無数の声が重なり、宇宙の果てから響く。誠の意識が溶ける。


誠の肉体が崩れる。


 触手が腕を裂き、骨が露わになる。血が川に流れ、星の光を放つ。


 だが、苦痛は歓喜に変わる。


誠の心が叫ぶ。これは痛みではない。


解放だ。


 記憶が洪水のように押し寄せる。子供の頃、川で溺れた夜。


 爺さんの警告。


「お前はあれの血を引く!」


 誠は見た。


 川底の深淵。


 無数の触手が彼を抱き、星が彼を呼んだ。

彼は人間ではなかった。深淵の使者の眷属だった。


 誠の笑い声が夜を裂く。


 触手が彼の体を突き破る。胸から、腕から、目から、黒い触手がはじける。  


 非ユークリッド的な曲線で空間を歪め、星の光を飲み込む。誠の血が川面で輝き、別の銀河の模様を描く。歓喜が全身を満たす。


「*我/ズゥル#深淵*…ク’トゥン/使者#!」


 誠の声が詠唱と共鳴する。


 川がうねり、触手が一つになる。誠の肉体は崩れ、だが彼は消えない。


触手が彼を再構築し、星の間に浮かぶ。


 



川は穏やかに流れていた。


夏の陽光が水面に反射し、キラキラと輝く。子供たちの笑い声が岸辺に響き、色とりどりの浮き輪が水に揺れる。

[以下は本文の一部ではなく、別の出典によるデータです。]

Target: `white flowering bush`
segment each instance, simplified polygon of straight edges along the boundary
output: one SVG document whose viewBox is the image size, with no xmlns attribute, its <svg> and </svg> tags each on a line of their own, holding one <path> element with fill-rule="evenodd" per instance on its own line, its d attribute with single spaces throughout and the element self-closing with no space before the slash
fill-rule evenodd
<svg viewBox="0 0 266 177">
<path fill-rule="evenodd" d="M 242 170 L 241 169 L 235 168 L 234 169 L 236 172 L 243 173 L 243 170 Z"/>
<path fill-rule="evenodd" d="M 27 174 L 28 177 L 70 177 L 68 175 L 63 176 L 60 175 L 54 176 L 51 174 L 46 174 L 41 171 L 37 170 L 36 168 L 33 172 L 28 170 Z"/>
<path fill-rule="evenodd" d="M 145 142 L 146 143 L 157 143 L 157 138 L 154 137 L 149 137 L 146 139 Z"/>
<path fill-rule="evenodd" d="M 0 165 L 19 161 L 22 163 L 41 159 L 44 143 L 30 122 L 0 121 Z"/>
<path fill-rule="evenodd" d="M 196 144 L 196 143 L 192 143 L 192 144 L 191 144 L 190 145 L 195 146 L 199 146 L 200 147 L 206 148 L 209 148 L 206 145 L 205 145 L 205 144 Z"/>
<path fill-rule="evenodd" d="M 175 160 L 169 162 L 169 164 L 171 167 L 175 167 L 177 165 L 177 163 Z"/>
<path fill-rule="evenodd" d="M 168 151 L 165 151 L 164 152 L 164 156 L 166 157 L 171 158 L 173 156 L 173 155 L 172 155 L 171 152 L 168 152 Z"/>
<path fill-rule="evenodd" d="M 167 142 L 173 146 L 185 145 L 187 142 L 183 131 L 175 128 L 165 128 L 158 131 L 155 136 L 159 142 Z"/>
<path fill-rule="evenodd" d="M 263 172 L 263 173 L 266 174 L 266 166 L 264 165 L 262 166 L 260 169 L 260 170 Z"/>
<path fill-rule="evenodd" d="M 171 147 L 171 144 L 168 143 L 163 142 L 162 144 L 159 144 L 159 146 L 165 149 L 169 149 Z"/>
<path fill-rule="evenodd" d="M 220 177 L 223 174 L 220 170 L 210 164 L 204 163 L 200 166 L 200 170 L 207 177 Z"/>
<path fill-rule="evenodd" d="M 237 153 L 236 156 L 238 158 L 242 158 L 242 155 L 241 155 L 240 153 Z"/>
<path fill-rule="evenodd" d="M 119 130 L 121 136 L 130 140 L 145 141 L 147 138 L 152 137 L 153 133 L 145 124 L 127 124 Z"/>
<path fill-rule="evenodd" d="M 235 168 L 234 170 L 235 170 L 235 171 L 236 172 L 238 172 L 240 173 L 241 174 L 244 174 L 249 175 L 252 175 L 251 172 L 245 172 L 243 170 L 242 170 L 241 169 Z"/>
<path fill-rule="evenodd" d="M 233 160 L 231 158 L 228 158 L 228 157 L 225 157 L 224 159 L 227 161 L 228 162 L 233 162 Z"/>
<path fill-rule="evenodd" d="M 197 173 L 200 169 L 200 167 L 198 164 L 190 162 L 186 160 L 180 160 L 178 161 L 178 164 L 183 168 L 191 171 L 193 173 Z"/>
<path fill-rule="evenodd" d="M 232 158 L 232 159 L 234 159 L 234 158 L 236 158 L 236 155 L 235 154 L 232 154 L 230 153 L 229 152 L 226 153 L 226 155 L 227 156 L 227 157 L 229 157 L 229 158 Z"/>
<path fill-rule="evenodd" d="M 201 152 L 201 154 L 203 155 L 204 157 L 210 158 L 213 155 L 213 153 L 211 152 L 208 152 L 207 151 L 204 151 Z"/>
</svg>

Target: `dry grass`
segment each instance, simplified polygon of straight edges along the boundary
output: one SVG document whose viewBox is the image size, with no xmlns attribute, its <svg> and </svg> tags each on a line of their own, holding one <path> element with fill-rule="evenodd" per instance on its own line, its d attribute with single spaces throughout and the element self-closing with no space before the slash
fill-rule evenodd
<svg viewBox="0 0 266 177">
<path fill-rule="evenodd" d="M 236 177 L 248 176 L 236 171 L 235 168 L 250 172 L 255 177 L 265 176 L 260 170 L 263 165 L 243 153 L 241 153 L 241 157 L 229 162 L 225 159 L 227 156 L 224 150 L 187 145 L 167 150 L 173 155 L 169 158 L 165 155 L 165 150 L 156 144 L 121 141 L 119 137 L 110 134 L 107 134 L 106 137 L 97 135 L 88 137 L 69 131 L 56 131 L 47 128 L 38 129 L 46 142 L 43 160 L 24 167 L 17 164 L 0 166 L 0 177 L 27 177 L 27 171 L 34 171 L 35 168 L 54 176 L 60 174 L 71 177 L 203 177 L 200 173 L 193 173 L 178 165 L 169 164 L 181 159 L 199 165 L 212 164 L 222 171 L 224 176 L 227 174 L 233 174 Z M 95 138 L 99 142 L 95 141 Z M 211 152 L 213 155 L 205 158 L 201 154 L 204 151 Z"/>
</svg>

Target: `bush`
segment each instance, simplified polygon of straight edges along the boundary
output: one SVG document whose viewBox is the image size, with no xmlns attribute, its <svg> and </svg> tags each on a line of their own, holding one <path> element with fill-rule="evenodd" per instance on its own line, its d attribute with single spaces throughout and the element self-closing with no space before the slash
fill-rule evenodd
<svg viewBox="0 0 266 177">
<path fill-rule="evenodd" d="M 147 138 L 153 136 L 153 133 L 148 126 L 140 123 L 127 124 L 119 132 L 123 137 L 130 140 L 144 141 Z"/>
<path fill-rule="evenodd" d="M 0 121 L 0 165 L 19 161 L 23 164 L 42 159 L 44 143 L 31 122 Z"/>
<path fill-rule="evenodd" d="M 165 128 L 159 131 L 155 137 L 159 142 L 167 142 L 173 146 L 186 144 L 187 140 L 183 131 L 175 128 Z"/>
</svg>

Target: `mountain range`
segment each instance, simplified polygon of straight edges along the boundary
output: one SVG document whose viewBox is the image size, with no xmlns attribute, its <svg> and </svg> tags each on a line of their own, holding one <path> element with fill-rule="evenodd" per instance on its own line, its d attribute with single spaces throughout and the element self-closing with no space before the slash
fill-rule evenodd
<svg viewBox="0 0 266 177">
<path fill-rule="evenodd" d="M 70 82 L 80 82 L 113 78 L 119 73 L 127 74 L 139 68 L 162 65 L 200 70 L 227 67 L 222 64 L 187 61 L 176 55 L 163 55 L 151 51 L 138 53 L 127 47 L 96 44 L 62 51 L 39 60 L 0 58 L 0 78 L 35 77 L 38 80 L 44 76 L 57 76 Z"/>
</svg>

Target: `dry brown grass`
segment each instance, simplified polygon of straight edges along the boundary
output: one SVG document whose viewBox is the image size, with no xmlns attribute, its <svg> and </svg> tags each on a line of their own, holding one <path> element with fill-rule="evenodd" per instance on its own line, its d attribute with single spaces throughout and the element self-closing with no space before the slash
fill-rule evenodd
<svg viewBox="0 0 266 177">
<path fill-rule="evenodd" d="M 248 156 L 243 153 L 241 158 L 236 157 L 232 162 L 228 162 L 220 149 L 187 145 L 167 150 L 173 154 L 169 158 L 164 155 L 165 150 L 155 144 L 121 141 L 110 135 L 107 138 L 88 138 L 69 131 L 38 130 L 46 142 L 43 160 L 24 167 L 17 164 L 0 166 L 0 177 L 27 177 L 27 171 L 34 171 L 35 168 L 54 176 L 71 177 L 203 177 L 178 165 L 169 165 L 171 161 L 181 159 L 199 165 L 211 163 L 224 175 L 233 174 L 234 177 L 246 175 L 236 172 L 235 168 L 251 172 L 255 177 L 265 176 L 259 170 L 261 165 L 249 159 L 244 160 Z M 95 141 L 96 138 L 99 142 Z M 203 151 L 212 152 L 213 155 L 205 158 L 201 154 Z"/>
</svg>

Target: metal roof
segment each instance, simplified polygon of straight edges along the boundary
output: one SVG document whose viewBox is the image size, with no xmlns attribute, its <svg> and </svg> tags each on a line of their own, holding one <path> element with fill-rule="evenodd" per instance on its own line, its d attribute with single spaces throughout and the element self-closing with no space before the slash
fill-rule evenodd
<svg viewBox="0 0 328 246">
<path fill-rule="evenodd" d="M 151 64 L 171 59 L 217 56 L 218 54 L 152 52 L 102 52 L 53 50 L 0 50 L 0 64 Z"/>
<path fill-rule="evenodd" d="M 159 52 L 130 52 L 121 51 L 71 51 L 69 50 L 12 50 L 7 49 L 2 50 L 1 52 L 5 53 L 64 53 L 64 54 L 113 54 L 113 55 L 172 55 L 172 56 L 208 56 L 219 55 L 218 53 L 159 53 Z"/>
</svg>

少年が水をかき、少女がキャッと笑う。無垢な声が川に溶け、波紋となって広がる。


 だが、川の底、陽光の届かぬ深淵に、田辺誠はいた。いや、誠と呼べるものはもはや存在しない。彼は触手の塊、深淵の使者の眷属だった。無数の目が水中で瞬き、子供たちを見上げる。

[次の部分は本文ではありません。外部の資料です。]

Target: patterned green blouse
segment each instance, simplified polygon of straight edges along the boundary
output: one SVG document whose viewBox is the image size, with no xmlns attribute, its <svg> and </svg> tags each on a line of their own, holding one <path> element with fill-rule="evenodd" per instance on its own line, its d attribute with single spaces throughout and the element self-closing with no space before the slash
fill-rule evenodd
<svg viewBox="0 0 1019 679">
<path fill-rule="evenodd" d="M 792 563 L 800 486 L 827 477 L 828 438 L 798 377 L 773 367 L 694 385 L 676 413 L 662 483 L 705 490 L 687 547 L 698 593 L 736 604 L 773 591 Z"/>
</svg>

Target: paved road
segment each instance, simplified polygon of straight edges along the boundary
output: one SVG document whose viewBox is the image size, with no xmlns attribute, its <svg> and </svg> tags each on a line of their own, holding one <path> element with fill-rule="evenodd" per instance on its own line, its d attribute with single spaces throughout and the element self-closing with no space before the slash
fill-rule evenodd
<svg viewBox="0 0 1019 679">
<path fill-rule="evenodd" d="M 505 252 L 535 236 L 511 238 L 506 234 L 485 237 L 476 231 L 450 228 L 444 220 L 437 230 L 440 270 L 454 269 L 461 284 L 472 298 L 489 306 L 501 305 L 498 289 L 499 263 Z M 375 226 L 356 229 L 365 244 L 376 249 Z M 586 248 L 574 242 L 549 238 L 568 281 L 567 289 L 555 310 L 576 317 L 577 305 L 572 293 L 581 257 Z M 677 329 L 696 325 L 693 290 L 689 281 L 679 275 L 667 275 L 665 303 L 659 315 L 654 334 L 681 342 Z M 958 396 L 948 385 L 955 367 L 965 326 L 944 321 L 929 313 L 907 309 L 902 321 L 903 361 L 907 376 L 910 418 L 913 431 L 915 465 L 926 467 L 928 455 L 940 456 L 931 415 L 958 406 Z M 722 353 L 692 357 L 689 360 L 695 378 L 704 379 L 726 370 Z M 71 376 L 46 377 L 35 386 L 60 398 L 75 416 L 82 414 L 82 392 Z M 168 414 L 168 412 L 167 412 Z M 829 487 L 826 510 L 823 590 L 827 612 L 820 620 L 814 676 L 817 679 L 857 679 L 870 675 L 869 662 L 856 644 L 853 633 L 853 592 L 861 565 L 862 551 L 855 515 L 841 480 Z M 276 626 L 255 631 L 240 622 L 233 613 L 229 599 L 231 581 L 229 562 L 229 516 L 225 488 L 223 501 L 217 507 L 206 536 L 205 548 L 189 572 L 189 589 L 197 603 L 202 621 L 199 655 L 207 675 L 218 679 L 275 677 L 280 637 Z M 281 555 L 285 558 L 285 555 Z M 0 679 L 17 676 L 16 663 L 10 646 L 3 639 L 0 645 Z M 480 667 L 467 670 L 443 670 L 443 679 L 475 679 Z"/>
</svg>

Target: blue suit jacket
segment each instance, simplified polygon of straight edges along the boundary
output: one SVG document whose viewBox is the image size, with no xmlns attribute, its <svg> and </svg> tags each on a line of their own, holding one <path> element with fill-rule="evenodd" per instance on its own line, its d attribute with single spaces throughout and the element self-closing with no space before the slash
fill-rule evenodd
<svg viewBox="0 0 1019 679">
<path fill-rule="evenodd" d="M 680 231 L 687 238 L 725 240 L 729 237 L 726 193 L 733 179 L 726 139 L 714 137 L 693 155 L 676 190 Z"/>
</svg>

 誠の体は川と融合していた。かつての肉体は崩れ、触手が水と混ざり合う。


 百均の釣り竿の破片が川底に沈み、プラスチックの表面に刻まれた紋様が脈打つ。 

 ラインは血と触手に変わり、水中で生き物のように漂う。


誠の意識は川そのものに広がり、星の光を飲み込む。


子供たちの足が水をかき、波紋が彼の触手を揺らす。彼の無数の目がそれを見つめ、奇妙な疼きが走る。


 少年が石を投げる。水面が割れ、波紋が広がる。誠の触手が反応し、水中で微かに蠢く。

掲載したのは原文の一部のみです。